Currently, all the memory for the crash kernel is not usable by
the 1st (production) kernel. It is also unmapped so that it can't
be corrupted by the fault that will eventually trigger the crash.
This makes sense for the memory actually used by the kexec-loaded
crash kernel image and initrd and the data prepared during the
load (vmcoreinfo, ...). However, the reserved space needs to be
much larger than that to provide enough run-time memory for the
crash kernel and the kdump userspace. Estimating the amount of
memory to reserve is difficult. Being too careful makes kdump
likely to end in OOM, being too generous takes even more memory
from the production system. Also, the reservation only allows
reserving a single contiguous block (or two with the "low"
suffix). I've seen systems where this fails because the physical
memory is fragmented.
By reserving additional crashkernel memory from CMA, the main
crashkernel reservation can be just large enough to fit the
kernel and initrd image, minimizing the memory taken away from
the production system. Most of the run-time memory for the crash
kernel will be memory previously available to userspace in the
production system. As this memory is no longer wasted, the
reservation can be done with a generous margin, making kdump more
reliable. Kernel memory that we need to preserve for dumping is
never allocated from CMA. User data is typically not dumped by
makedumpfile. When dumping of user data is intended this new CMA
reservation cannot be used.
There are five patches in this series:
The first adds a new ",cma" suffix to the recenly introduced generic
crashkernel parsing code. parse_crashkernel() takes one more
argument to store the cma reservation size.

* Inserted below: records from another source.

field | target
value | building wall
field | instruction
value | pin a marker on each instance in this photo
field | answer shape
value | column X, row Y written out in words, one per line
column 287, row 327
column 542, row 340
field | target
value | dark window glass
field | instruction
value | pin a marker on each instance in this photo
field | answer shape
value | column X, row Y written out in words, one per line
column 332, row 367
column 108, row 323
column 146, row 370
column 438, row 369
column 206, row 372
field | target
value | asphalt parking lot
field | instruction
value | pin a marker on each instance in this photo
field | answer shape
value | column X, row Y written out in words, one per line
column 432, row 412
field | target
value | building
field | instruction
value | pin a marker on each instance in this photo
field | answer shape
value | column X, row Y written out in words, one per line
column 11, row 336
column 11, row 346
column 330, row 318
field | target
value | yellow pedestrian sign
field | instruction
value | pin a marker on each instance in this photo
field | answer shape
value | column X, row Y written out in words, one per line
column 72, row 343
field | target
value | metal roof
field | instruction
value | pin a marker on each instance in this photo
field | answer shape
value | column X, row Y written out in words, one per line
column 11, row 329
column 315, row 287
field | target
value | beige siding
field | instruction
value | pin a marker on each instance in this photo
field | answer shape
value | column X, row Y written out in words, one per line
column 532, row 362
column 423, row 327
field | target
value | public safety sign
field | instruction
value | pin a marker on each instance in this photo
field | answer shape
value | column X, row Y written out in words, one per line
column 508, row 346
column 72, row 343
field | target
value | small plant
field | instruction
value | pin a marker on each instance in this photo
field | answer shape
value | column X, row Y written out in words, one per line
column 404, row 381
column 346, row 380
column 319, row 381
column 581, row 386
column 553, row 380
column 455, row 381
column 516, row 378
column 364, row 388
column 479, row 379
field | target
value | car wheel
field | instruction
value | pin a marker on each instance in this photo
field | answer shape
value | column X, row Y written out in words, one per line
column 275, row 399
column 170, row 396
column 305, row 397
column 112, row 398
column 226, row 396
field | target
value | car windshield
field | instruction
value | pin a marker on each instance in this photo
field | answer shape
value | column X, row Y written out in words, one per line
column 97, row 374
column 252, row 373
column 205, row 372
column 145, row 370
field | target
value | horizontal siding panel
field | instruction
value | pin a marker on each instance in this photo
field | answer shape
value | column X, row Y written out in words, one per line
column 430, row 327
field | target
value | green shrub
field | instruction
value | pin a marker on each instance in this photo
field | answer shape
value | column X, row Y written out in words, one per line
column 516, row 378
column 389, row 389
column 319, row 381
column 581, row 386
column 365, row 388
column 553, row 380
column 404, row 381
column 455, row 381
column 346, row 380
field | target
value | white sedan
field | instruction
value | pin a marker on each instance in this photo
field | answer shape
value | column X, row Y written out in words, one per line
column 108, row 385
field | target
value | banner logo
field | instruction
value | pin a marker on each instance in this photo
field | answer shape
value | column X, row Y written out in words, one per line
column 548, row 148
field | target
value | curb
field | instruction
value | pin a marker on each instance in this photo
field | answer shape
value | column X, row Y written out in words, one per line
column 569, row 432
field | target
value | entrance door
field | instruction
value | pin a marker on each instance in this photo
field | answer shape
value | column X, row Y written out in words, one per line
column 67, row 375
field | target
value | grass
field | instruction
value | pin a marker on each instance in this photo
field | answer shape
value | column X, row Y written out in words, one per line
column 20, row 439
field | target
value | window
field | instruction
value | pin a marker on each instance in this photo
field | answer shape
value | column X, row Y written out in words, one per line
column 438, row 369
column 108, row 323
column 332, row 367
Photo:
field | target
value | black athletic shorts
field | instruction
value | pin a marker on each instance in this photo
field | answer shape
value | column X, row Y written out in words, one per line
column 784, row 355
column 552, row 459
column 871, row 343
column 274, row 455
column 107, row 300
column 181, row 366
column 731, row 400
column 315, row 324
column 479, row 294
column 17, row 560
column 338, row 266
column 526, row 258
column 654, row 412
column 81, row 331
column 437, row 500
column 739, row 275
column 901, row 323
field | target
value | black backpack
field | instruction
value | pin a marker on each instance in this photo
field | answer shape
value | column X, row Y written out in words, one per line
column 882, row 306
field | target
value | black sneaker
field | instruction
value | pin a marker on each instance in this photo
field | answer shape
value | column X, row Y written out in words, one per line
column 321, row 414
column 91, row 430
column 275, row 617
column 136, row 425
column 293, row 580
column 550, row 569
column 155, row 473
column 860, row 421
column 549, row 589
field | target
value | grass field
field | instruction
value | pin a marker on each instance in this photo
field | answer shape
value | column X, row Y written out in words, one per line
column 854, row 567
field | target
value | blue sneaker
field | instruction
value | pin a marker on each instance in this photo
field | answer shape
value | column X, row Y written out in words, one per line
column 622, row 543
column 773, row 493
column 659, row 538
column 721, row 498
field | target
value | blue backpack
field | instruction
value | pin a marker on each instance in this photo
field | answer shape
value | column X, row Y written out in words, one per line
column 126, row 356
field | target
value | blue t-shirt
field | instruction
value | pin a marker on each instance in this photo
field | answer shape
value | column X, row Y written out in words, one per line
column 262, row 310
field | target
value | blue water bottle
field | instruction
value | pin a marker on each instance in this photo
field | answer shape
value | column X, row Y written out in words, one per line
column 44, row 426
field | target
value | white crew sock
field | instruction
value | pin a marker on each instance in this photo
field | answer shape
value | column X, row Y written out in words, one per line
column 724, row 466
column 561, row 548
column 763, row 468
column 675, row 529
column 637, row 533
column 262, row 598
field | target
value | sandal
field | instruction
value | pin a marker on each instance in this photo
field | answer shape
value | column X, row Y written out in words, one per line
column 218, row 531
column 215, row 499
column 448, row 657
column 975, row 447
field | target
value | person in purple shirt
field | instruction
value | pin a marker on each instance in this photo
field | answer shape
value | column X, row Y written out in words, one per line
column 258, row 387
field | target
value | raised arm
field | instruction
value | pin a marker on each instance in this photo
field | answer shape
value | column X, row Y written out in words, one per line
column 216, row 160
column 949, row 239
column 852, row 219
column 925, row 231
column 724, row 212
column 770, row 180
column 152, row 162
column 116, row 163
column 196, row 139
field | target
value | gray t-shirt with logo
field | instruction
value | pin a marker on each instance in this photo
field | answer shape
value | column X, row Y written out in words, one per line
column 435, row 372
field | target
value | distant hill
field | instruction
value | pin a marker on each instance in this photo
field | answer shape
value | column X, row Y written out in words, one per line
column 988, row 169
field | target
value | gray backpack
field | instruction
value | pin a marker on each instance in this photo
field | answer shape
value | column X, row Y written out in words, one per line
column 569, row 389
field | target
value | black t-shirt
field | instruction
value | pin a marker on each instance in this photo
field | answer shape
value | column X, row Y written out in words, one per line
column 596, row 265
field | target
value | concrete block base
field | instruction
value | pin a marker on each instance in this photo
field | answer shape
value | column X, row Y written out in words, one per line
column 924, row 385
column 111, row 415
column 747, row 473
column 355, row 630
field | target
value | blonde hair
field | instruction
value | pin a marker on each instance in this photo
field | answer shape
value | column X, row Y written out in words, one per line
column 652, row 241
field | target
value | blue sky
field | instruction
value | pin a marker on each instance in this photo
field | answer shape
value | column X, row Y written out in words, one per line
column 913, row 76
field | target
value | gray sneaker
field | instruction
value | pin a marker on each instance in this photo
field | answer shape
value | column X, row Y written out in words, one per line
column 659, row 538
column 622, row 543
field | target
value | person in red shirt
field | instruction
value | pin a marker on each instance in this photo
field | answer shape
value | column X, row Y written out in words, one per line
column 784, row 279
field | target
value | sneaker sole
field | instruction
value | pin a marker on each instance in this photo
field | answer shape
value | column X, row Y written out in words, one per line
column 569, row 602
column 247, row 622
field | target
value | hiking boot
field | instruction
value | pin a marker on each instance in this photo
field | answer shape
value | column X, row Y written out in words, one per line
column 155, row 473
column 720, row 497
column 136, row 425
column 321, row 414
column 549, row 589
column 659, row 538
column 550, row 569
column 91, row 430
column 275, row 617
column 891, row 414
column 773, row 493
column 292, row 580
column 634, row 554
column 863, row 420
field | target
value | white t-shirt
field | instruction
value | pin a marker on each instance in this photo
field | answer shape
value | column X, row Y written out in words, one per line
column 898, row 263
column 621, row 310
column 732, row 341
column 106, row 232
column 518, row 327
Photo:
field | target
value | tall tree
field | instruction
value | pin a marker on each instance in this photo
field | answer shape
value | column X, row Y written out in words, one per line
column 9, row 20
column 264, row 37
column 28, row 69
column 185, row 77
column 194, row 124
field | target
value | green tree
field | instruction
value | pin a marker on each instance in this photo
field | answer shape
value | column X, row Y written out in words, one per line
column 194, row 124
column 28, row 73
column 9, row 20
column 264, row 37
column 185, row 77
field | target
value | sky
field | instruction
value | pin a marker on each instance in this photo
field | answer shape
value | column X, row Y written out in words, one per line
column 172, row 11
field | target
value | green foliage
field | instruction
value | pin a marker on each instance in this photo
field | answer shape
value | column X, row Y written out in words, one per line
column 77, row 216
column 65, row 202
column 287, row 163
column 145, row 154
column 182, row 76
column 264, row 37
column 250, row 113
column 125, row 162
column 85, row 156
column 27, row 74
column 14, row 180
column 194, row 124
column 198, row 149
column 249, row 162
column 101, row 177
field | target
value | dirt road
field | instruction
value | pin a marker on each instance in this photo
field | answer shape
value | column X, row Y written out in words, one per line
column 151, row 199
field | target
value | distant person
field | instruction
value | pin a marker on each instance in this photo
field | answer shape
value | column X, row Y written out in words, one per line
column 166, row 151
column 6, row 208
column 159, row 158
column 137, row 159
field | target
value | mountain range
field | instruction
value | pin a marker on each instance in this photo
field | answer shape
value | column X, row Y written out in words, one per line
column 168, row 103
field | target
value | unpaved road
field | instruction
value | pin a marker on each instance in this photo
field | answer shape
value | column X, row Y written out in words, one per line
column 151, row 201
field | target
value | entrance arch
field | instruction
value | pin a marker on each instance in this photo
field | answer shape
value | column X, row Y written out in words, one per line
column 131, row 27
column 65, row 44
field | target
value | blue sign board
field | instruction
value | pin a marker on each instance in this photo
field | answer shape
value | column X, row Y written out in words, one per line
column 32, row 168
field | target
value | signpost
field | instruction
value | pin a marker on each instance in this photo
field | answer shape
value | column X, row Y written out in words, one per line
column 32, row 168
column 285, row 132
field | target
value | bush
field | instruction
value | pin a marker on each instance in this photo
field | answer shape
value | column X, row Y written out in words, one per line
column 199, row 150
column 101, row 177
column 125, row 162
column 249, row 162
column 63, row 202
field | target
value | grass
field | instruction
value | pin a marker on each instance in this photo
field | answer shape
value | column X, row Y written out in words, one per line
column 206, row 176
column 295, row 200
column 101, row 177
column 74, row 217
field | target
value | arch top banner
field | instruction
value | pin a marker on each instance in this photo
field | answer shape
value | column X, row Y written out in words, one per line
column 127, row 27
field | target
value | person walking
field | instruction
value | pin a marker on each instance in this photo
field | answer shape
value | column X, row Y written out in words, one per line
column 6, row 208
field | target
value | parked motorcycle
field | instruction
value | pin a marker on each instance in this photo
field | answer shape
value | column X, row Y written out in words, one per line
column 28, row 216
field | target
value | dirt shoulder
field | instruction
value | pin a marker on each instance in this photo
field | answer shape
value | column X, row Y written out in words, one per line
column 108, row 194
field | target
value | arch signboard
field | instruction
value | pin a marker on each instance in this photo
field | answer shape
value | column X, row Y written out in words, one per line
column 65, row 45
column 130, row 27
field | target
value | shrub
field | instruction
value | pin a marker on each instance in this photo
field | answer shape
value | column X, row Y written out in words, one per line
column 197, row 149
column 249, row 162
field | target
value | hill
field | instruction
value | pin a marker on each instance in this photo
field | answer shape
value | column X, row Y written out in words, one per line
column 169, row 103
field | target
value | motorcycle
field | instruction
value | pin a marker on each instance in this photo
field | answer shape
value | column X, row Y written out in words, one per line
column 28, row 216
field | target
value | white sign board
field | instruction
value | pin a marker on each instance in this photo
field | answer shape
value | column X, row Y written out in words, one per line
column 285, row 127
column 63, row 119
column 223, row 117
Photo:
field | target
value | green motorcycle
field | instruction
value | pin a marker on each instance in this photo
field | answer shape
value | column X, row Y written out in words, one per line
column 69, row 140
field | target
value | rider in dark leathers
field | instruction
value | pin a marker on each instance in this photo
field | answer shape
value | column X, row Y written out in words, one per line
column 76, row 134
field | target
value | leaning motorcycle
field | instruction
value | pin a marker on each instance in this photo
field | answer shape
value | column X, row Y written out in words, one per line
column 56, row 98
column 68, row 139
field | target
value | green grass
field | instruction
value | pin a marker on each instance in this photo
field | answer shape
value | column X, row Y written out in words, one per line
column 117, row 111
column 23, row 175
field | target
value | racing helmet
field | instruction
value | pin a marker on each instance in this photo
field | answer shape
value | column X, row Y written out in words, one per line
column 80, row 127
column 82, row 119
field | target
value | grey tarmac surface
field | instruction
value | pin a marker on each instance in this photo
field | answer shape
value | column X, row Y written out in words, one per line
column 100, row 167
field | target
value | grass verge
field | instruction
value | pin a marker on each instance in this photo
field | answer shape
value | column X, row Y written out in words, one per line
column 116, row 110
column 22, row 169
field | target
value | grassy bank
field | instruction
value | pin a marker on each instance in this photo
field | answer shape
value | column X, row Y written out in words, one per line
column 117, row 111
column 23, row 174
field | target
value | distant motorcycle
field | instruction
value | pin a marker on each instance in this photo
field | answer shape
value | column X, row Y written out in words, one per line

The second patch implements reserve_crashkernel_cma() which
performs the reservation. If the requested size is not available
in a single range, multiple smaller ranges will be reserved.
The third patch updates Documentation/, explicitly mentioning the
potential DMA corruption of the CMA-reserved memory.
The fourth patch adds a short delay before booting the kdump
kernel, allowing pending DMA transfers to finish.